For the prisoners in Blocks 18 and 19 of the Sachsenhausen concentration camp, meals were served, beds provided, light opera floated from the speakers. There was even a ping-pong table to play on.
But as writer-director Stefan Ruzowitzky shows, powerfully, affectingly, in The Counterfeiters, the privileges experienced by this small team of Jews and criminals came at a price. Printers, artists, bankers, forgers they were shipped from other camps to work on ”Operation Bernhard,“ a Nazi scheme to destroy the British and U.S. economies by flooding them with millions in fake pounds and dollars.
If the men balked at their task — in effect helping Hitler win the war — they were sent to another cell, where cries of pain, and occasional gunfire, were audible through their flimsy wooden walls. Moral uncertainty, survivor's guilt — accepting personal comfort knowing full well that others were being starved, tortured, gassed — that was their lot in life. But maybe they were going to have a life. That was the trade-off.
Winner of the foreign-language prize at this year's Oscars, The Counterfeiters centers on Salomon Sorowitsch (Karl Markovics), a figure in the prewar Berlin underworld known for his skills as a forger of passports and currency. It is Sorowitsch, rounded up by a policeman-turned-Nazi officer (Devid Striesow), who is selected to lead the counterfeiting project in the camp. (Operation Bernhard was a real SS undertaking, and The Counterfeiters is based in part on the accounts of two surviving prisoners involved in its operation.)

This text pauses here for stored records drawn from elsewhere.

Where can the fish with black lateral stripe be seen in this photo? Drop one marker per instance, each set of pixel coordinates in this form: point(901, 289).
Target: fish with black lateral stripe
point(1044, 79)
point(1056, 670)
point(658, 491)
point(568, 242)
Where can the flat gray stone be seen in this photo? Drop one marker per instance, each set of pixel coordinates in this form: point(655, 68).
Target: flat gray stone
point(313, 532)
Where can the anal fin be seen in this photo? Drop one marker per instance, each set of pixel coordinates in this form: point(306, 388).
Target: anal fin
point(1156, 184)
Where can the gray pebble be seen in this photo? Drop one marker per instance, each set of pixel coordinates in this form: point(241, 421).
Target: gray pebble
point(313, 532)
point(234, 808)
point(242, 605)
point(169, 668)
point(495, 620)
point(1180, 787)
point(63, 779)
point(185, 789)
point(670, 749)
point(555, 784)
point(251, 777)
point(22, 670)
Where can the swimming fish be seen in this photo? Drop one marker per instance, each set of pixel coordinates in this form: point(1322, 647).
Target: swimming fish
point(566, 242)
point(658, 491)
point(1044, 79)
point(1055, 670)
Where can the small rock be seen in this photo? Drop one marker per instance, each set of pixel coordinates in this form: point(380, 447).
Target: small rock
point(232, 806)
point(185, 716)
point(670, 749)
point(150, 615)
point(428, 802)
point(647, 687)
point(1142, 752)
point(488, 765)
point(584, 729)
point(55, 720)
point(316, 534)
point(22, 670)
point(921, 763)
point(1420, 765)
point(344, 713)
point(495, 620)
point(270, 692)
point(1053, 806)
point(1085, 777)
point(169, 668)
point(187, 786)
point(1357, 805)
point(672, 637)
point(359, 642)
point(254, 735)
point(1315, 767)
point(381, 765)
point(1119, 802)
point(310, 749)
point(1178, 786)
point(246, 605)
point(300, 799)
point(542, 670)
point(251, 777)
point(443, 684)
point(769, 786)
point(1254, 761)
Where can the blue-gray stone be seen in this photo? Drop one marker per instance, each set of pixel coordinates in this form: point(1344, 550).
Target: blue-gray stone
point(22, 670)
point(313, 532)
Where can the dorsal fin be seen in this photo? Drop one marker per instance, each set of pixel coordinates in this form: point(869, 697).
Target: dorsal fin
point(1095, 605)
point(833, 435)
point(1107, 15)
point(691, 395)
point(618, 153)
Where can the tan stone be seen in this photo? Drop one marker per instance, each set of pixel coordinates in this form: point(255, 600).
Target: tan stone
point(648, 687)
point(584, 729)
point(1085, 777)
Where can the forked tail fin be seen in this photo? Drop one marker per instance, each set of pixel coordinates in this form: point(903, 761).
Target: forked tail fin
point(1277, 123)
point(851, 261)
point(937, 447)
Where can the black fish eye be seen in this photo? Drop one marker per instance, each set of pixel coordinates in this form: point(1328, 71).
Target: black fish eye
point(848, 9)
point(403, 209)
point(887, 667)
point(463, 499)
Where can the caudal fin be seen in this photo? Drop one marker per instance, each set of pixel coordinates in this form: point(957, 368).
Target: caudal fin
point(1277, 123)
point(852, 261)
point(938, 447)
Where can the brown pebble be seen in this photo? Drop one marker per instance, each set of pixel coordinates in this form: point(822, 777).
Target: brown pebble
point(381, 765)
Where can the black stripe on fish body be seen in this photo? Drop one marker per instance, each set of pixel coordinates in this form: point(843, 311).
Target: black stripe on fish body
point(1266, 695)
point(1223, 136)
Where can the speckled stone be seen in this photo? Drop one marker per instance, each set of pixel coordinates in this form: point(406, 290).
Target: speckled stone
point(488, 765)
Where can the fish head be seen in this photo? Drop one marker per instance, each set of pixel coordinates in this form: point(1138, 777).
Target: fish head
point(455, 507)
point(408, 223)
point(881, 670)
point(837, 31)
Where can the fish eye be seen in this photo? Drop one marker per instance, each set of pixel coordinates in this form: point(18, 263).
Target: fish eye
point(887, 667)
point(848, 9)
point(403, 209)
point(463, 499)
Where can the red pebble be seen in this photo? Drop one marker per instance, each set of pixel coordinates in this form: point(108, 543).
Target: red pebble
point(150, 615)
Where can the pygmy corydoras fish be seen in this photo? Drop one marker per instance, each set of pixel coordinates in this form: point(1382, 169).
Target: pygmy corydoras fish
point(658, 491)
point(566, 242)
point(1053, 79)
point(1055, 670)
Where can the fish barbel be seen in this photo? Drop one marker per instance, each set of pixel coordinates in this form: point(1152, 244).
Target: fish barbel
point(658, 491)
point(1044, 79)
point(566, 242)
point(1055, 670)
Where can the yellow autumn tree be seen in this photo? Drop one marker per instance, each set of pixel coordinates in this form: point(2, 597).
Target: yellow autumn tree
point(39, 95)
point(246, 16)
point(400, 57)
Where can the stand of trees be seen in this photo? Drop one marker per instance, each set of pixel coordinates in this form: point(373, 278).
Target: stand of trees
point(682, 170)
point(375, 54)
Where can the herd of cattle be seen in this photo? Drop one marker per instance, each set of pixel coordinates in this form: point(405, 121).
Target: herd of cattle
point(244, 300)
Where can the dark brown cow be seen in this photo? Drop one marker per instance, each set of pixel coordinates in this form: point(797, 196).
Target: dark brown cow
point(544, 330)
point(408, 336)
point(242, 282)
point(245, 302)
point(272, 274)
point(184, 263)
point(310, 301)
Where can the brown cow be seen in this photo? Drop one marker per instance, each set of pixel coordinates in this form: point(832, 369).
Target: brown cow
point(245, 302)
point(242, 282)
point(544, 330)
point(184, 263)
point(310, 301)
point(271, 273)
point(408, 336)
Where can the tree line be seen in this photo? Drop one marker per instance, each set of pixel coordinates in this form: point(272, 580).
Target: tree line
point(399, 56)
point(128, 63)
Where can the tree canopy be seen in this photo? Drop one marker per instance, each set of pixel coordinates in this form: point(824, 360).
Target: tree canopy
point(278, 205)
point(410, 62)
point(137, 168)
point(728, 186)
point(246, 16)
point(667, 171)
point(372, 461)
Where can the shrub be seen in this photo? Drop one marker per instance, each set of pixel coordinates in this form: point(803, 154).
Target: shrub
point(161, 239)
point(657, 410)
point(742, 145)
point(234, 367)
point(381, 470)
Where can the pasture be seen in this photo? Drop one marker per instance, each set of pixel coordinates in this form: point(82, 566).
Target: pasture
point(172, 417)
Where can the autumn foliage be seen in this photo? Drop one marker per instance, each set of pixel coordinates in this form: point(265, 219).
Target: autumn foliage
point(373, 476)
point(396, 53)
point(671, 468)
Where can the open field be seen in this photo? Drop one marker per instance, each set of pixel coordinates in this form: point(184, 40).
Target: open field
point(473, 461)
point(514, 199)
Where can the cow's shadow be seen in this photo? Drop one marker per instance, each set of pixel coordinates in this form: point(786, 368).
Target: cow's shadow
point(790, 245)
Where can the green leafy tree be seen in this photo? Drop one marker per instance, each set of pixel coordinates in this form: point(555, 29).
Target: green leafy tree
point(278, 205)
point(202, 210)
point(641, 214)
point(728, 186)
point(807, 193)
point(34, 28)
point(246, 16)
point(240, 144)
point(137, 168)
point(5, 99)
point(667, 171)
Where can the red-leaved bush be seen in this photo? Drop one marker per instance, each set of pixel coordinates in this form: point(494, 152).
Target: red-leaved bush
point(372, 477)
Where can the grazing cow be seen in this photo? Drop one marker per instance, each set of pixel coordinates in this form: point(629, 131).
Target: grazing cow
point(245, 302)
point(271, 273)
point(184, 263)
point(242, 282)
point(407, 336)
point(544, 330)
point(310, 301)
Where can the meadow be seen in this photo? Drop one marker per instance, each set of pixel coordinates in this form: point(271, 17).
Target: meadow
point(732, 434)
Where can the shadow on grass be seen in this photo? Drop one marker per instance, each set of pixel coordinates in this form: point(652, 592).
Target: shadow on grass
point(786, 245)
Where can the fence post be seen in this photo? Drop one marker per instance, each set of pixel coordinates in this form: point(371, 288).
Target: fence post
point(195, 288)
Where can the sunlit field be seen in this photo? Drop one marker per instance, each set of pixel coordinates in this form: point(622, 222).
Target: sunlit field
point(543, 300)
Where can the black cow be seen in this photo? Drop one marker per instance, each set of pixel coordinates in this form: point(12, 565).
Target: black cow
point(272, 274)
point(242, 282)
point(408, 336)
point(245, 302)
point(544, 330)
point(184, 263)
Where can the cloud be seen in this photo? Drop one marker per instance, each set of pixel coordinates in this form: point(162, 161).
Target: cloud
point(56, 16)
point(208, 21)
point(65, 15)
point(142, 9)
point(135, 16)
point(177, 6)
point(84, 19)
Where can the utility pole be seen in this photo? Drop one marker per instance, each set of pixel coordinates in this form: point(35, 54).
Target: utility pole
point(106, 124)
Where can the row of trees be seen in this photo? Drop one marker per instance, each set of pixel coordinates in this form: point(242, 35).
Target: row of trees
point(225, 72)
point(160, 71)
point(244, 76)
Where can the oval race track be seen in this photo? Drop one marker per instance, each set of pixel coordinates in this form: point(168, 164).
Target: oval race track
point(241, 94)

Quiet, watchful, out for himself, Sorowitsch is a complicated figure — neither hero nor villain, and certainly no fool. The Austrian actor Markovics is riveting in the role; he is wiry, anticipatory, his eyes darting with intelligence and worry.
Filmmaker Ruzowitzky, also Austrian, bookends The Counterfeiters with scenes of Sorowitsch after the war: We know from the movie's first shots that he survived his ordeal in the camps, but that knowledge doesn't defuse the suspense. Rather, it adds to the mystery: How did the ace forger and his cohorts in the camp survive? What choices did they have to make? What soul-shattering compromises, betrayals? Was there defiance, revolt, sacrifice, sabotage?
Those questions ricochet around The Counterfeiters like gunfire.